Wyoming Geological Association

Abstract


Wyoming Sedimentation and Tectonics; 41st Annual Field Conference Guidebook, 1990
Pages 69-87

Tectonic Significance of Paleocene Alluvial Sequence, Clark's Fork Basin, Wyoming-Montana

Scott J. Johnson, Larry T. Middleton

Abstract

The Clark's Fork Basin developed in response to Laramide deformation along the east-verging Line Creek-Beartooth Thrust complex during Paleocene time. This basin is a westwardly asymmetric syncline in which subsidence and progressive westward migration of its structural axis was driven by tectonic loading. The Willwood Formation which is exposed along its orogenic margin was deposited in response to structural development of this basin.

Deposition of a Torrejonian fluvial interval at the base of the Willwood Formation was controlled by the northwest-trending Bennett Creek Fault. Torrejonian sedimentation is contemporaneous with major Beartooth mountain-flank deformation, although the development of mature paleosols indicates that thrust-induced subsidence did not exceed sedimentation. Basal Willwood sediments interfinger with distal equivilents of Fort Union Formation quartzite conglomerates to the south.

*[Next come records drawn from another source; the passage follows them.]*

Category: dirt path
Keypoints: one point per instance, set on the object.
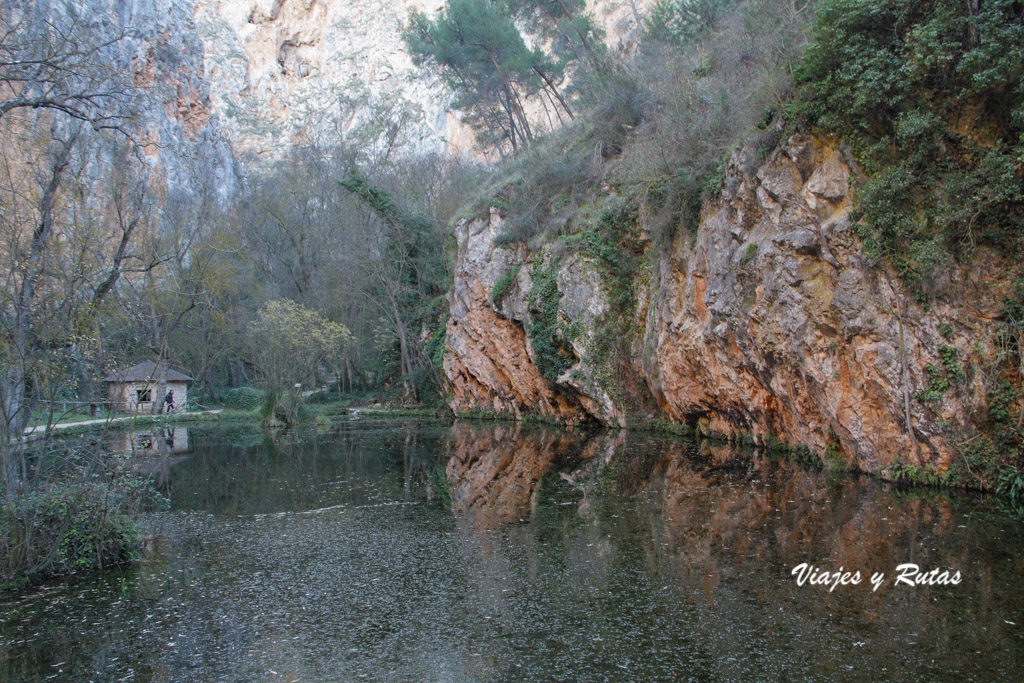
(104, 421)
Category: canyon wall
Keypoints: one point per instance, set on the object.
(180, 131)
(768, 322)
(292, 72)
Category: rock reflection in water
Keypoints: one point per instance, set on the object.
(568, 556)
(722, 528)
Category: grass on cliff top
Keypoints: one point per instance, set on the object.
(657, 129)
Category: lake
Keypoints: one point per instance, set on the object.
(410, 551)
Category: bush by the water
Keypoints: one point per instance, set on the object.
(244, 398)
(84, 520)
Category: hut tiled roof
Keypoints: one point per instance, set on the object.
(146, 372)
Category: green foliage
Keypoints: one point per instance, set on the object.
(384, 204)
(292, 341)
(683, 22)
(482, 57)
(612, 241)
(924, 475)
(941, 379)
(81, 521)
(931, 96)
(548, 335)
(504, 284)
(1011, 483)
(243, 398)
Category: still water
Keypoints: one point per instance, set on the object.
(413, 552)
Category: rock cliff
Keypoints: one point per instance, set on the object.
(181, 130)
(768, 322)
(290, 72)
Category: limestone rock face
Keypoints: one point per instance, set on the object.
(297, 71)
(770, 322)
(489, 358)
(182, 131)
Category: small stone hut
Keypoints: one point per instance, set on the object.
(138, 388)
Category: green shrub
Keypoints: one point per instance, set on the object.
(83, 521)
(547, 334)
(931, 97)
(243, 398)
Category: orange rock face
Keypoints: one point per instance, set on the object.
(770, 323)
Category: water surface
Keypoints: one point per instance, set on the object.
(410, 552)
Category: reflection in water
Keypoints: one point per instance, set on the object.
(568, 556)
(154, 452)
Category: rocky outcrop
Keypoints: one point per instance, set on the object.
(181, 131)
(489, 359)
(301, 71)
(768, 322)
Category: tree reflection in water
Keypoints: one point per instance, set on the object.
(586, 555)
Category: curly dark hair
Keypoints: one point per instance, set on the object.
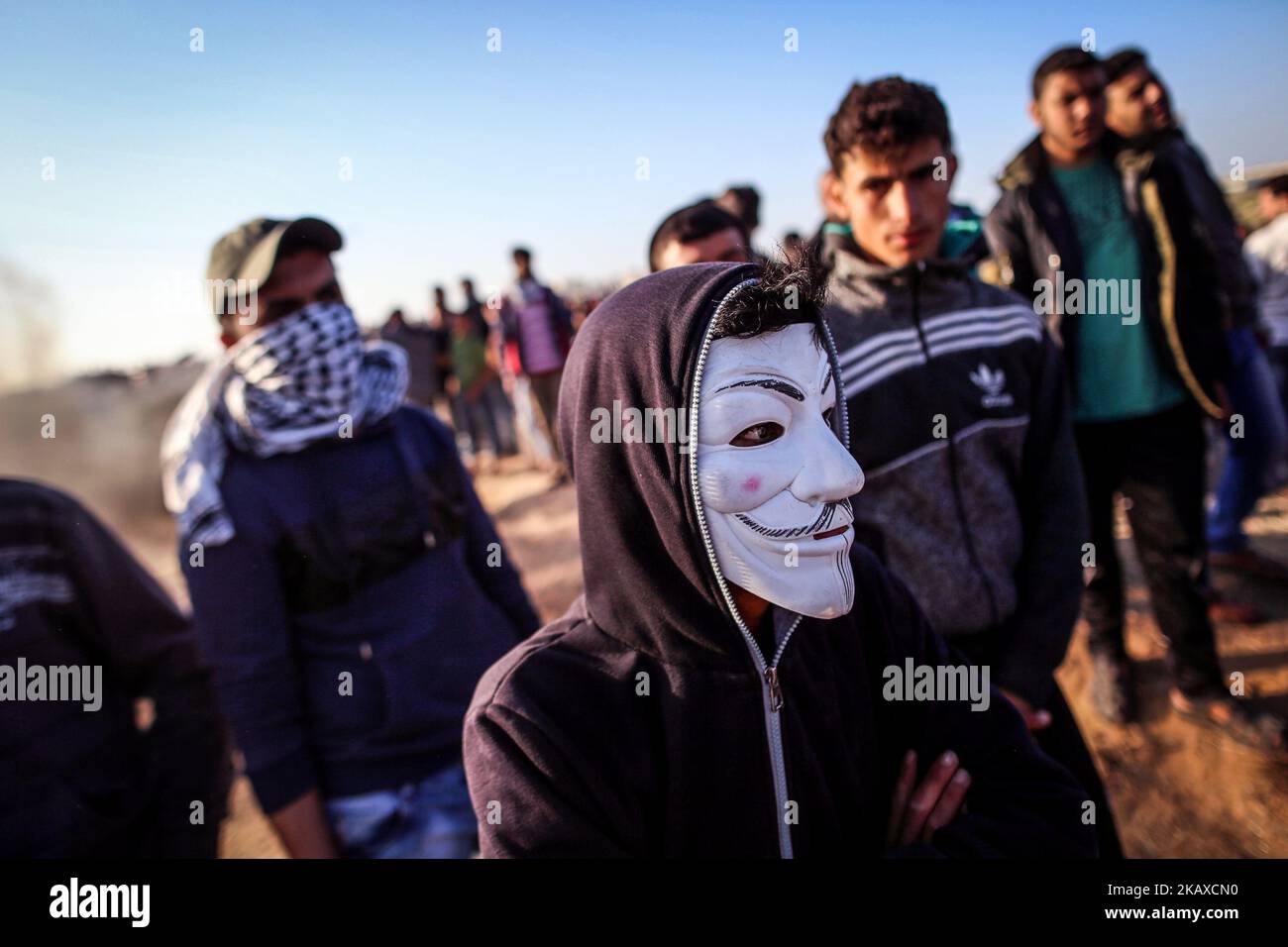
(771, 304)
(885, 118)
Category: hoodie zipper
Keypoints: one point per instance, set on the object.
(771, 686)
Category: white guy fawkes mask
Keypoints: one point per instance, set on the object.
(773, 475)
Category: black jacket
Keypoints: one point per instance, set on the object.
(642, 723)
(76, 783)
(1031, 237)
(984, 518)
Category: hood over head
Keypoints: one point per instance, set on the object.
(649, 579)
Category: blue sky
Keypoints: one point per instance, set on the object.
(459, 153)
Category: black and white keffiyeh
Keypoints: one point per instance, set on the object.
(299, 380)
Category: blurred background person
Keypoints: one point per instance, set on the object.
(78, 780)
(699, 232)
(1140, 111)
(424, 377)
(1267, 260)
(351, 587)
(743, 202)
(539, 326)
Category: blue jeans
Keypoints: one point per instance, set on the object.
(432, 818)
(1250, 459)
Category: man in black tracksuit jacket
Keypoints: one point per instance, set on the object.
(958, 414)
(80, 781)
(1145, 440)
(649, 720)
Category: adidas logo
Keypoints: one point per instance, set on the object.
(992, 381)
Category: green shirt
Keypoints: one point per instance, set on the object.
(1119, 369)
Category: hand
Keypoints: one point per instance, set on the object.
(1033, 719)
(915, 814)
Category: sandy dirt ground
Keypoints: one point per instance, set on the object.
(1177, 789)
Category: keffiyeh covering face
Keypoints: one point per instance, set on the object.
(303, 379)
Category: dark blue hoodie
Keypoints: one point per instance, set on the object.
(356, 608)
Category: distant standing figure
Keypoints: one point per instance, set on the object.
(535, 318)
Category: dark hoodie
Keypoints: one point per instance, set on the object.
(642, 723)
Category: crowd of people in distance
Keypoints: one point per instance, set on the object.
(902, 445)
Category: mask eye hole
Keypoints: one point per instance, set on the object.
(758, 434)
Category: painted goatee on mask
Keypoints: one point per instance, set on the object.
(774, 476)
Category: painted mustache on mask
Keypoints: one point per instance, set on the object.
(820, 527)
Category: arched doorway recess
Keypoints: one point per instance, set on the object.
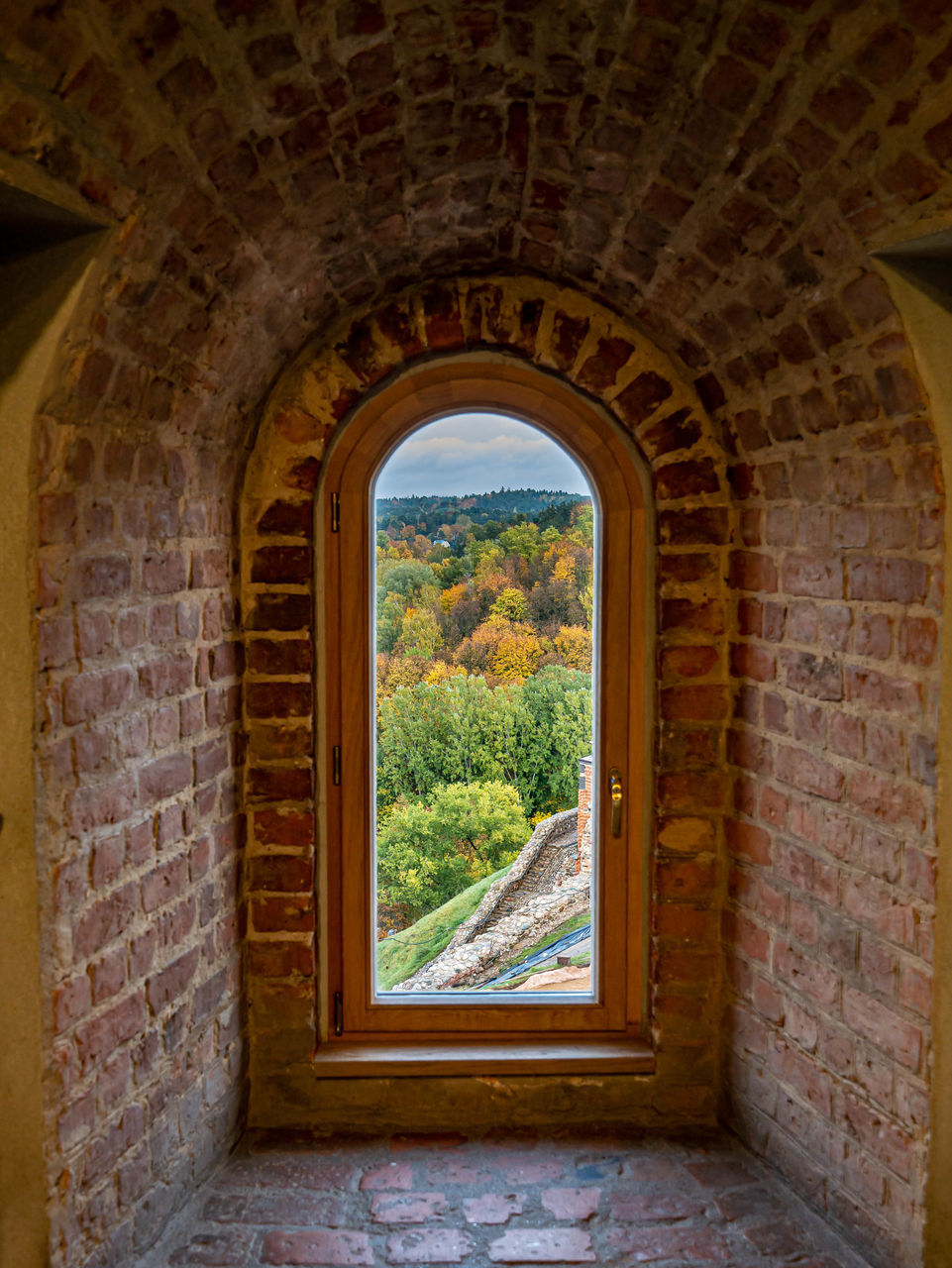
(584, 349)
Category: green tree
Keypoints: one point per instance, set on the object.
(389, 620)
(421, 633)
(427, 854)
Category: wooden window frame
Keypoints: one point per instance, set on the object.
(453, 384)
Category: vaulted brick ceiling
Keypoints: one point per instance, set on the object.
(715, 170)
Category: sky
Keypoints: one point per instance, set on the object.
(478, 453)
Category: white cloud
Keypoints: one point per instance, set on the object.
(476, 453)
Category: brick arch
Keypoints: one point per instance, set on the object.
(613, 365)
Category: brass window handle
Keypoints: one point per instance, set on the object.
(616, 795)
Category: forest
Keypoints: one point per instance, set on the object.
(483, 685)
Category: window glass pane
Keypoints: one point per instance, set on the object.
(485, 537)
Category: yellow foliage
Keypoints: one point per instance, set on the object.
(574, 646)
(517, 656)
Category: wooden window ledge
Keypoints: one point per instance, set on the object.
(392, 1059)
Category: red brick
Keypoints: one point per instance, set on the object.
(171, 982)
(679, 1245)
(900, 581)
(430, 1246)
(748, 841)
(317, 1246)
(543, 1246)
(492, 1208)
(883, 1027)
(809, 774)
(164, 777)
(407, 1208)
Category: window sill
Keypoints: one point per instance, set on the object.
(395, 1059)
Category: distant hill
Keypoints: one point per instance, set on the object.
(431, 512)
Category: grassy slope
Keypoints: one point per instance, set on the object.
(399, 956)
(575, 922)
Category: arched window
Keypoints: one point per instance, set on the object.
(355, 1010)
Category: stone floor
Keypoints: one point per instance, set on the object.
(445, 1200)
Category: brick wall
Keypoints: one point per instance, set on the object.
(140, 838)
(717, 175)
(606, 359)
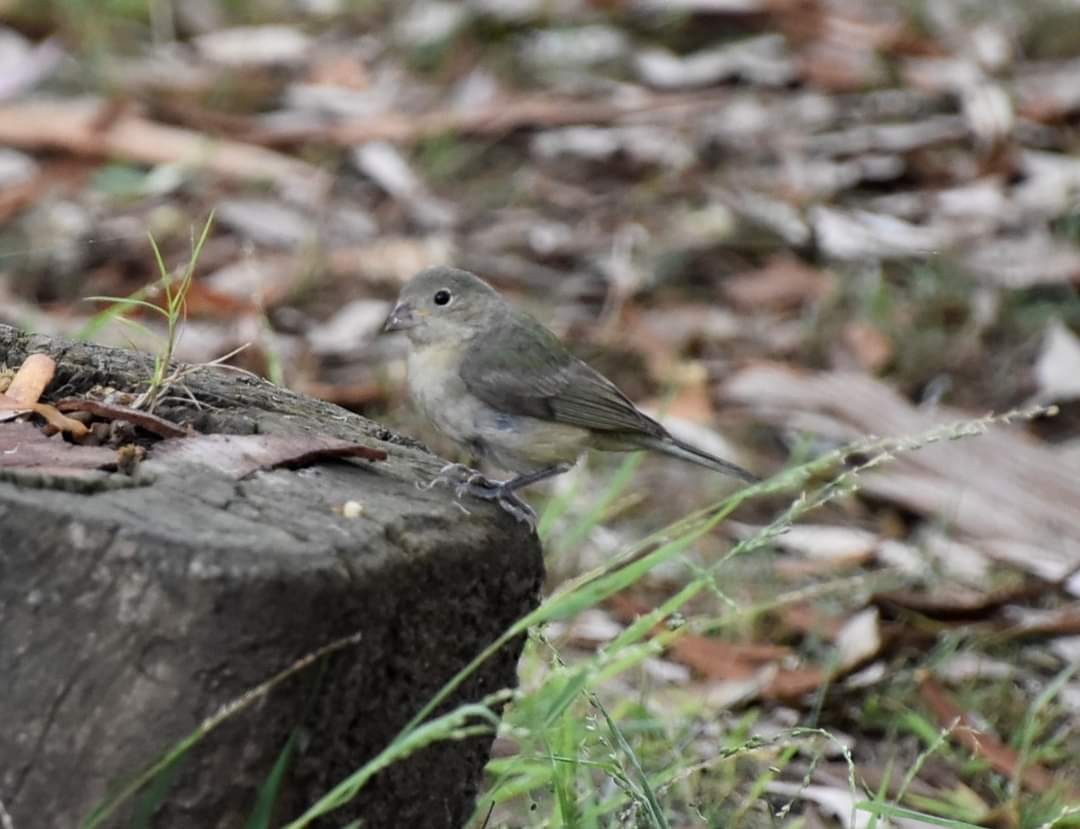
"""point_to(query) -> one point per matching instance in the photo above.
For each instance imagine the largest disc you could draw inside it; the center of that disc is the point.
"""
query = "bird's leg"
(469, 481)
(453, 475)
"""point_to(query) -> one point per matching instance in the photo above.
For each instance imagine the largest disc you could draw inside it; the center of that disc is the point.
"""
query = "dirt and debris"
(783, 226)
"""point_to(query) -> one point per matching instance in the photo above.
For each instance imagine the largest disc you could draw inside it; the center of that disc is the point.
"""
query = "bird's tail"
(671, 445)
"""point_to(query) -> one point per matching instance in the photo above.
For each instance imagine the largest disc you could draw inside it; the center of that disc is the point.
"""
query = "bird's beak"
(402, 317)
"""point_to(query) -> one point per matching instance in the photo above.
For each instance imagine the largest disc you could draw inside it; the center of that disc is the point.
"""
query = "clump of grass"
(173, 288)
(585, 761)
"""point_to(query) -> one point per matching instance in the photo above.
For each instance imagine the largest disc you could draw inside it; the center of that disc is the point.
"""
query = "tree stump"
(129, 614)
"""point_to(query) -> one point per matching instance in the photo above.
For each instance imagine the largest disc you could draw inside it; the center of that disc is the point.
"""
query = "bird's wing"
(522, 368)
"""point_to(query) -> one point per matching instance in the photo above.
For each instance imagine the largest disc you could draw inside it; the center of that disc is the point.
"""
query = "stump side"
(127, 616)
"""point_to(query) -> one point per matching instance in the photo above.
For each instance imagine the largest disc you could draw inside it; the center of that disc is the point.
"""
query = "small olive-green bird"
(499, 383)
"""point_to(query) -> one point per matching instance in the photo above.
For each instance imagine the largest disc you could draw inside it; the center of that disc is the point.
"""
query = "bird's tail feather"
(676, 448)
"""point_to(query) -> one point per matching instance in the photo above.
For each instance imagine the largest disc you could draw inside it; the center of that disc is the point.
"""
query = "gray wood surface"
(129, 614)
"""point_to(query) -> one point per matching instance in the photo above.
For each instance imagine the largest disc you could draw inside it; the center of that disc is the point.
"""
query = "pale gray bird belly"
(510, 442)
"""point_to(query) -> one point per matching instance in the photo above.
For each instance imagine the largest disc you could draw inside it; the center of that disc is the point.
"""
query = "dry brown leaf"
(715, 658)
(112, 411)
(1004, 490)
(239, 456)
(783, 284)
(72, 125)
(31, 379)
(25, 446)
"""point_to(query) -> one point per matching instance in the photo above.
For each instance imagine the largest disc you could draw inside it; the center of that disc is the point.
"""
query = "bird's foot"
(468, 481)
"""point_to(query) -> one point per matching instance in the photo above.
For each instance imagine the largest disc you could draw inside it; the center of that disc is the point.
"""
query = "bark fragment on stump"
(130, 614)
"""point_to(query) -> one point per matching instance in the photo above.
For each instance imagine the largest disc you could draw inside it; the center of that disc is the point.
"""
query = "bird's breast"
(511, 442)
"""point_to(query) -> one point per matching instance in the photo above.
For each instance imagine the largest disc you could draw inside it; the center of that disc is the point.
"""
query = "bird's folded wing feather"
(521, 368)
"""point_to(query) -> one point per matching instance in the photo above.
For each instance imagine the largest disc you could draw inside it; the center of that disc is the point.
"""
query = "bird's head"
(444, 304)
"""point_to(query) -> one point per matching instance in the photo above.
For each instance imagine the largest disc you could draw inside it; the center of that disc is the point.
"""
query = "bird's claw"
(468, 481)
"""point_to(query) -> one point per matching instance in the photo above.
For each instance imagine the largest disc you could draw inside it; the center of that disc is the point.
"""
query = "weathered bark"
(130, 614)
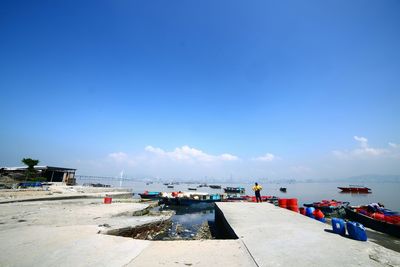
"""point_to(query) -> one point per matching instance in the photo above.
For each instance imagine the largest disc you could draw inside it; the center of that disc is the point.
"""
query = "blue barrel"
(338, 226)
(309, 212)
(356, 231)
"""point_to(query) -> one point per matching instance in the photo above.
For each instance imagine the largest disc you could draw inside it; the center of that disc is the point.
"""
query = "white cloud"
(301, 169)
(363, 151)
(118, 156)
(393, 145)
(266, 157)
(186, 153)
(363, 141)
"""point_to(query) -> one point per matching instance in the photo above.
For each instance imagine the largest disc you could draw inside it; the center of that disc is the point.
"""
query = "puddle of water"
(190, 222)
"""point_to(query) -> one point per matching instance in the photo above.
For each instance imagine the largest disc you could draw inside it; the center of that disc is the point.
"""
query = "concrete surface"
(194, 253)
(279, 237)
(66, 233)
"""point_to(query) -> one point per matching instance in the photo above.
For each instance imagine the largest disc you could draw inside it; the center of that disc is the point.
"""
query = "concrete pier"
(69, 233)
(280, 237)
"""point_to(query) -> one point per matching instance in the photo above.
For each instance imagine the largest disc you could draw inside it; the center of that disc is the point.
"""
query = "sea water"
(385, 193)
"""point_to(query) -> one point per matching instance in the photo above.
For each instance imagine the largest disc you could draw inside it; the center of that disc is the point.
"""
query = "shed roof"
(39, 168)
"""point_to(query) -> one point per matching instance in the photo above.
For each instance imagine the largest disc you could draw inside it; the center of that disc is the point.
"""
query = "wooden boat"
(378, 225)
(187, 199)
(150, 195)
(239, 190)
(235, 197)
(355, 189)
(328, 206)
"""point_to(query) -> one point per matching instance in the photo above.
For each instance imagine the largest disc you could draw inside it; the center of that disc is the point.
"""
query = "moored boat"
(187, 199)
(355, 189)
(239, 190)
(150, 195)
(385, 223)
(327, 206)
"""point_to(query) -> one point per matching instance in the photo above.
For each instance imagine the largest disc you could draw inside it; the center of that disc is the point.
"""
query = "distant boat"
(355, 189)
(328, 206)
(239, 190)
(388, 223)
(187, 199)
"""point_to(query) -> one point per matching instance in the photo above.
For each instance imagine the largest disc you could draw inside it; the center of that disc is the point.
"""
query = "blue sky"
(190, 89)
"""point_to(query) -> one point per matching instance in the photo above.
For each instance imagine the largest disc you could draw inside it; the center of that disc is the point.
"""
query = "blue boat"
(239, 190)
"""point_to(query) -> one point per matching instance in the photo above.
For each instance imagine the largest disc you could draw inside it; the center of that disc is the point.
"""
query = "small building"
(52, 174)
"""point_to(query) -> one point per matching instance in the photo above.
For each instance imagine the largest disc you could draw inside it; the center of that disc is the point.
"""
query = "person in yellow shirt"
(257, 188)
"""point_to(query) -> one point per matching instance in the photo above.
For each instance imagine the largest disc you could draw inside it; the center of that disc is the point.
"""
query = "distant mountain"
(370, 178)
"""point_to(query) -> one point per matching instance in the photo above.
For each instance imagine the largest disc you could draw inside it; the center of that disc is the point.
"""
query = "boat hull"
(149, 196)
(177, 201)
(384, 227)
(364, 190)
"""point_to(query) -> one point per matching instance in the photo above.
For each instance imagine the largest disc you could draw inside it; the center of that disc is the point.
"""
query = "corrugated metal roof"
(21, 168)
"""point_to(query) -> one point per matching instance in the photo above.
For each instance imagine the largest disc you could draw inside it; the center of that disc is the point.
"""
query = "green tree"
(31, 166)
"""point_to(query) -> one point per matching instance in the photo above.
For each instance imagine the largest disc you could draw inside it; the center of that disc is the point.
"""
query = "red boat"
(355, 189)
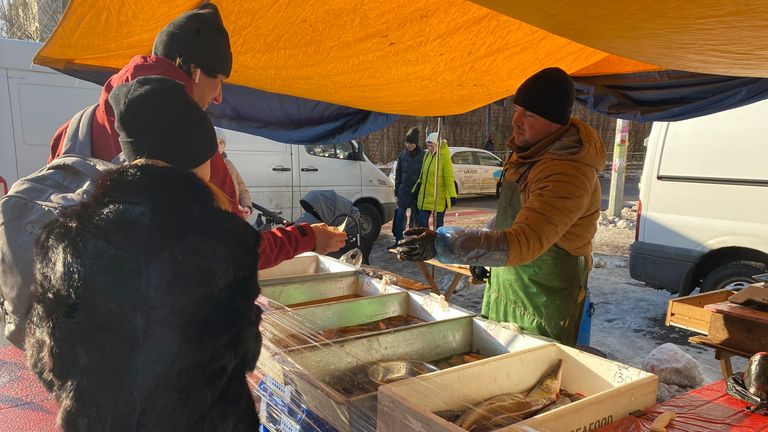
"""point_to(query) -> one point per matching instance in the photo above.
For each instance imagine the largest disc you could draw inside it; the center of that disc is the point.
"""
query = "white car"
(475, 171)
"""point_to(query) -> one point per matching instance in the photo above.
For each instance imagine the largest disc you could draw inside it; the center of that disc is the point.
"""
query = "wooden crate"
(613, 391)
(689, 313)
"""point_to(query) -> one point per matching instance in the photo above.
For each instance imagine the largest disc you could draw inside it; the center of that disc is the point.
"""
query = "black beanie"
(412, 136)
(157, 119)
(198, 37)
(548, 93)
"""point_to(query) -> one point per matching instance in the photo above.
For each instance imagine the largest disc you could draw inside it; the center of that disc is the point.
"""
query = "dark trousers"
(398, 223)
(423, 218)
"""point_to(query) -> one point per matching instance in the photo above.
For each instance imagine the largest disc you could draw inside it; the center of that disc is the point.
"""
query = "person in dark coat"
(406, 175)
(143, 315)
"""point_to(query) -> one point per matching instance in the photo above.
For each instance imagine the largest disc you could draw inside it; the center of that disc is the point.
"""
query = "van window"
(488, 160)
(345, 150)
(463, 158)
(721, 146)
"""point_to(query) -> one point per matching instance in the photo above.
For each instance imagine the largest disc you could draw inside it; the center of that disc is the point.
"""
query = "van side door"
(41, 101)
(265, 166)
(8, 173)
(331, 166)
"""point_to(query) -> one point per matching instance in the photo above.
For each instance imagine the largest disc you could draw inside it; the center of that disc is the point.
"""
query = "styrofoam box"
(612, 391)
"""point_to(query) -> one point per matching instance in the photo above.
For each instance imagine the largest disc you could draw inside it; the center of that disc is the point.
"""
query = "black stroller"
(324, 206)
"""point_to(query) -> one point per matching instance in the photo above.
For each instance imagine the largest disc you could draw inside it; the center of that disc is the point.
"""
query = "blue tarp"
(291, 119)
(281, 118)
(667, 95)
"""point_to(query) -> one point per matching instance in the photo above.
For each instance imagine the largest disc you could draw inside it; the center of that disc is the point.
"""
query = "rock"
(673, 366)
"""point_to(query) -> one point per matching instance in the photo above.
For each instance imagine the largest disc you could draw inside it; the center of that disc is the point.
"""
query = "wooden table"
(705, 409)
(732, 330)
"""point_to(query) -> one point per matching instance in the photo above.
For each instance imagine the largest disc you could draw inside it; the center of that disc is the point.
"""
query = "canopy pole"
(437, 169)
(616, 197)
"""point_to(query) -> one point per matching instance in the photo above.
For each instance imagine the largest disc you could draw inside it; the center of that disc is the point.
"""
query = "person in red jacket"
(194, 49)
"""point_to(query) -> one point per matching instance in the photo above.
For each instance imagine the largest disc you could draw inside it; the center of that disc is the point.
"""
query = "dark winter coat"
(143, 313)
(406, 175)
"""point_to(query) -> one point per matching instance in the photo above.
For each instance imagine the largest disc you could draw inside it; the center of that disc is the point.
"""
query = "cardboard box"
(612, 391)
(689, 313)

The appearance of coalesced alluvial fan deposits in the Tiffanian marks the development of sharp fault-generated relief maintained by continued deformation along the Beartooth Thrust. These hanging-wall-sourced fans built transversely off the eastern flank of the nascent Beartooth Uplift during Tiffanian to Clarkforkian time. This synorogenic package displays intraformational unconformities, unroofing sequences and megacyclicity and exhibits a rotative offlap relationship indicating accelerated basin-margin uplift.

Several line-sourced fluvial packages onlapped tilted alluvial fan sequences during Clarkforkian time. Middle Clarkforkian fluvial units depositionally thin against the blind thrust culmination structure of the Line Creek Thrust and thicken in a paleovalley developed in subjacent fan sediments. In the late Clarkforkian, the north-flowing longitudinal basin drainage system onlapped the southernmost fan sequence.